In order to find the (QUESTION; ANSWER) pairs, the algo that you use relies on the output of the above process to aggregate words into semantic entities, with the constraint that all the words of a given entity must belong to the same 'line', by assuming that the reading order is respected: after a QUESTION has been found, associate to it as a new (QUESTION; ANSWER) pair all the entities which follows according to reading order, and which are a ANSWER compatible with the QUESTION, until another QUESTION entity is met.

What you said about the TextExtractionExecutor is interesting: basically, you tackled the issue by training a model specifically to output the data such that the assumptions made by the process that I've described above would be met.
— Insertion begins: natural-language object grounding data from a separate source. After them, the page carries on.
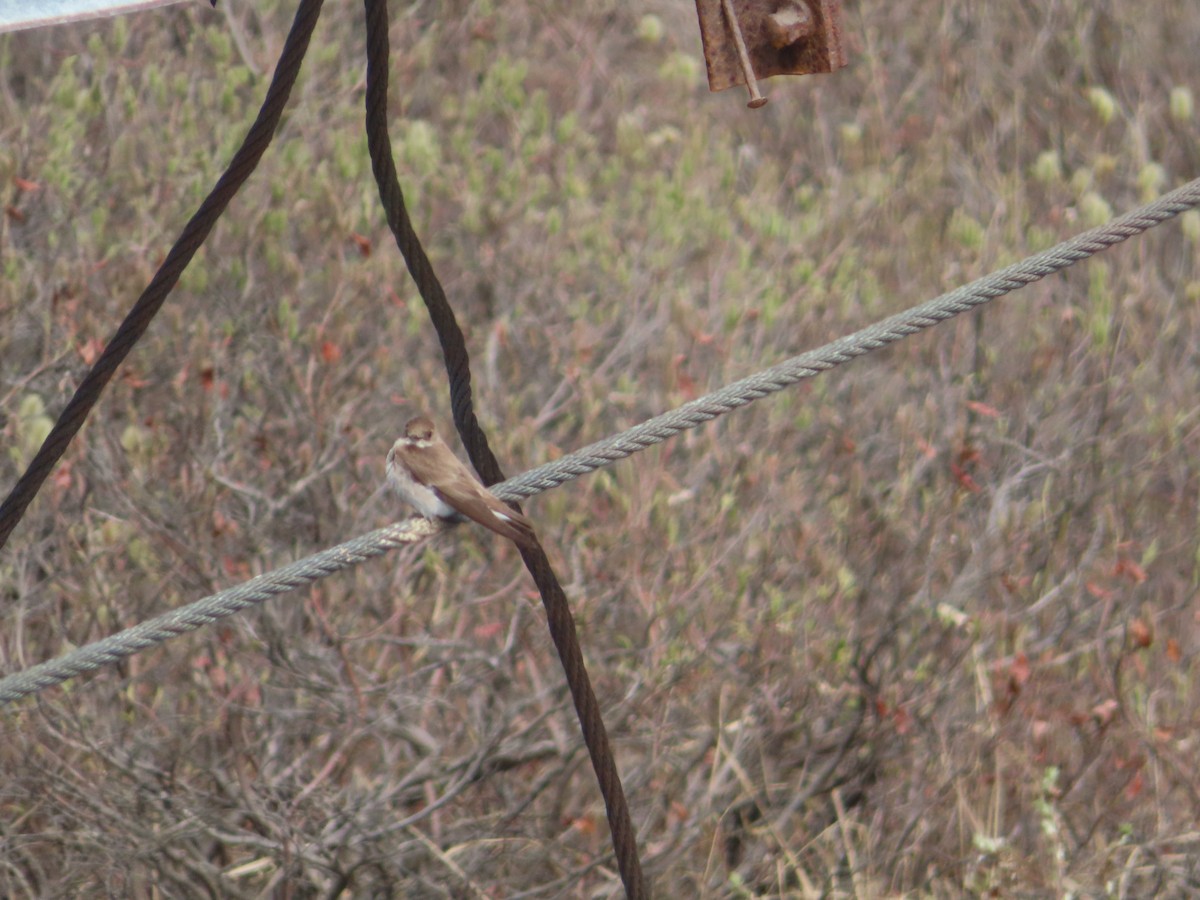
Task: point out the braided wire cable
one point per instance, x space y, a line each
844 349
604 453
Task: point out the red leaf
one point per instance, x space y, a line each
965 481
983 409
1104 711
1131 569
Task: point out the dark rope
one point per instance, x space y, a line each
190 240
454 351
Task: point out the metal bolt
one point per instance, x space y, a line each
756 99
792 22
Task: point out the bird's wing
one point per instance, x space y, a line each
467 496
478 504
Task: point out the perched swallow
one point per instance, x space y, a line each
429 477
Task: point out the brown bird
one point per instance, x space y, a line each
429 477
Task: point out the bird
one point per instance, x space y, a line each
426 474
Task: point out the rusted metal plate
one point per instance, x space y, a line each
779 37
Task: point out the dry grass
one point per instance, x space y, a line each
924 625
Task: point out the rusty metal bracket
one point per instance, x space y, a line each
748 40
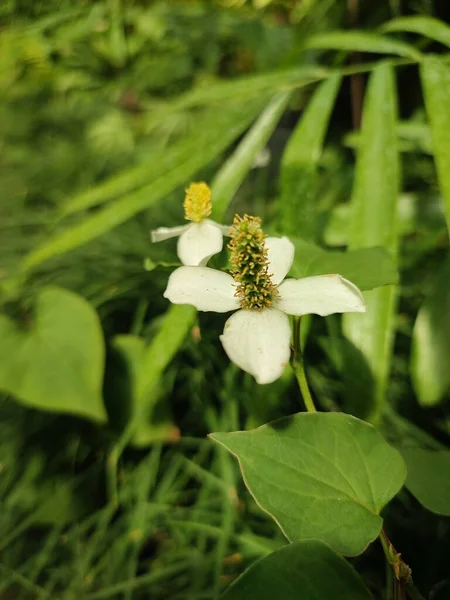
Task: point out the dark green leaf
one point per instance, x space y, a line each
300 160
431 342
435 76
374 223
423 25
307 570
367 268
362 41
320 475
427 477
55 362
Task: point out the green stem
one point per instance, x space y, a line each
403 583
298 366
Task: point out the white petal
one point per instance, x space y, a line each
281 256
165 233
258 342
199 243
322 295
225 229
204 288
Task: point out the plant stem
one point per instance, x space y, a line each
403 583
298 366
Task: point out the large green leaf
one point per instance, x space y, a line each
300 160
228 126
230 176
320 475
54 360
367 268
423 25
362 41
435 76
153 420
307 570
374 223
427 477
431 342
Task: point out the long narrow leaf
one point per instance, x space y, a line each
124 208
435 77
300 161
362 41
237 166
374 223
426 26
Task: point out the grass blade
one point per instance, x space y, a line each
374 223
423 25
435 75
300 161
233 172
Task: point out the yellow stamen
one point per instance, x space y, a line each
197 202
250 264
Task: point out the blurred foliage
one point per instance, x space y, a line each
109 102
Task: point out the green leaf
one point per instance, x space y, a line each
309 570
427 477
135 391
124 404
300 161
55 361
374 223
362 41
320 475
214 141
426 26
367 268
431 342
234 170
435 75
250 86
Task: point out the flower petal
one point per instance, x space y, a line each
204 288
165 233
199 243
281 256
258 342
322 295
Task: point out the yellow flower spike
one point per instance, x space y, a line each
197 202
250 264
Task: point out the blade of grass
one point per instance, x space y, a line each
423 25
119 211
362 41
300 160
374 223
435 76
234 170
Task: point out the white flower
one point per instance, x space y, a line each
200 239
258 341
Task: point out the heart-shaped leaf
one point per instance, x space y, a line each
309 570
320 475
56 361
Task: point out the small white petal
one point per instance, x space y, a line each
165 233
199 243
281 256
204 288
258 342
321 295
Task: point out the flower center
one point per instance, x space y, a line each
197 202
250 264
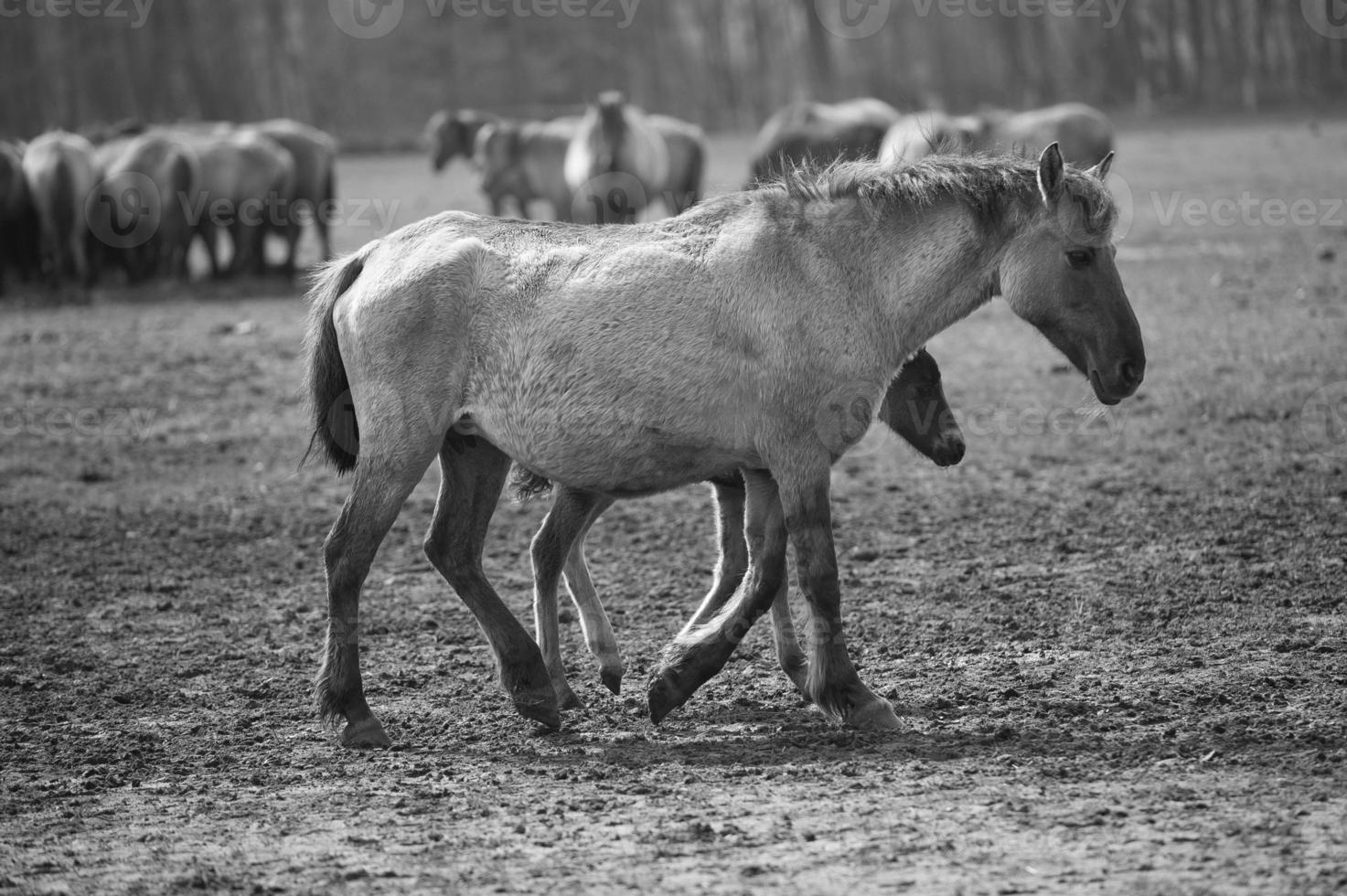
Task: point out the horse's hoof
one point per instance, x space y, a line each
364 734
874 717
612 679
566 699
664 697
540 711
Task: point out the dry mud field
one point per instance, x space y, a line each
1117 639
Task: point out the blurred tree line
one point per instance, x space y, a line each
725 64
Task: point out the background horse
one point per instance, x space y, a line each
917 135
1084 133
247 184
59 173
687 154
314 190
914 407
615 164
454 133
819 133
625 361
527 161
139 209
19 252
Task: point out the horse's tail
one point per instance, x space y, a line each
63 215
526 484
329 389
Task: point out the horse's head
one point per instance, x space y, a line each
612 117
1058 273
496 153
447 136
914 409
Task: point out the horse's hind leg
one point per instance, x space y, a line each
788 651
833 683
383 481
561 535
729 571
472 477
598 631
697 655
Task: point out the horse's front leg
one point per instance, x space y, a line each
733 560
598 631
561 537
831 683
698 654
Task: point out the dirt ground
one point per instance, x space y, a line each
1117 640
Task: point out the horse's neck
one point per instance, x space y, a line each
930 269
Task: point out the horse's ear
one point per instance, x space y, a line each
1101 170
1051 176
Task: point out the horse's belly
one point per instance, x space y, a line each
603 452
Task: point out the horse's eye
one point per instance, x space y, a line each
1079 258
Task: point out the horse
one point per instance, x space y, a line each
315 181
819 133
137 210
527 161
19 251
247 182
922 133
1084 133
687 153
615 164
914 407
454 133
59 173
625 361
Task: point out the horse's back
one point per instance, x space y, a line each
59 170
1084 133
687 151
314 153
822 133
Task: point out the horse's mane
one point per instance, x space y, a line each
989 185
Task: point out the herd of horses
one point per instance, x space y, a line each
133 198
746 340
615 161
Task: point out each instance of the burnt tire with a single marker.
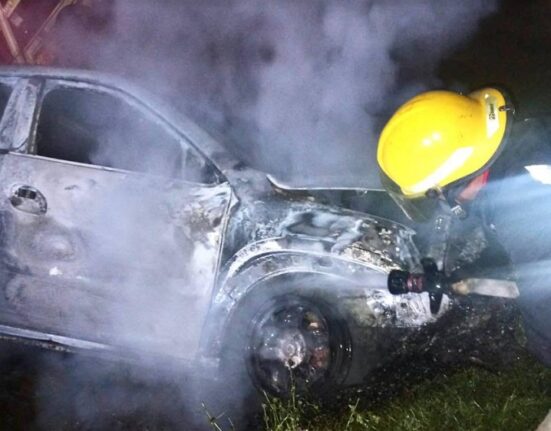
(288, 335)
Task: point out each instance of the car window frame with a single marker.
(52, 84)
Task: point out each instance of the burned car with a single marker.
(130, 232)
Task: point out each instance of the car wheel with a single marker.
(291, 339)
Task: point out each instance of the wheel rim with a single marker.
(296, 344)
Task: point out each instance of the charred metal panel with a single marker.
(113, 254)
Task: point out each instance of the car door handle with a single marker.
(28, 199)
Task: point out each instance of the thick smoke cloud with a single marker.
(296, 88)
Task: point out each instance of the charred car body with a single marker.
(127, 231)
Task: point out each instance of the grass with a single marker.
(465, 399)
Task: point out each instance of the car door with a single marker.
(111, 221)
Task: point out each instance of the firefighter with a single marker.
(444, 152)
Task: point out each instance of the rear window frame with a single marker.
(52, 84)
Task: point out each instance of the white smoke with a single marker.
(298, 88)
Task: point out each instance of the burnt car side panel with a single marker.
(77, 260)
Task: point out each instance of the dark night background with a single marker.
(511, 48)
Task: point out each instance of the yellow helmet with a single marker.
(440, 137)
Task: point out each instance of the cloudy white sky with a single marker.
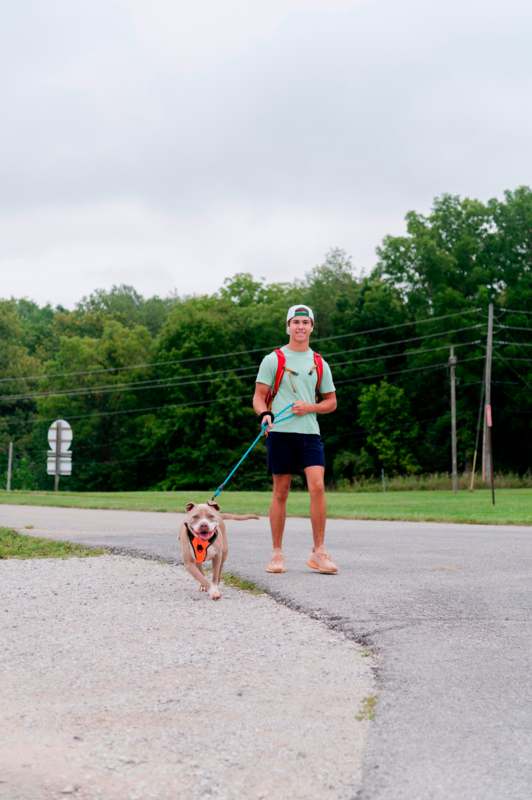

I tried to execute the text extractor on a document of my own, to see what the output would look like, and to make sure that I had properly understood that concept of 'line' that is being used by the above process. But of course I lack the proper model weights ("Loading from ./model_zoo/unilm/dit/text_detection/td-syn_dit-l_mrcnn.pth"), so in the end this failed and I was not able to do that.

But anyway, the gist of it is that it seems like we indeed need a machine-learning model to process the data after performing token classification, in order to prep it for the next step of the pipeline, and notably, for (QUESTION; ANSWER) extraction. In that case, I think I will investigate working from the LayoutLMForTokenClassification model, in order to build another model whose role would be to directly output the semantic entities, or at least to associate to each token their id identifying their semantic entity as well as their position within it. Indeed, assuming that the LayoutLMForTokenClassification model does its job properly, it already needs to implicitely know this info, in order to distinguish between tokens whose label should begin by 'B-', and those whose label should begin by 'I-'; so in theory it should just be a matter of making this info available in the output of the model.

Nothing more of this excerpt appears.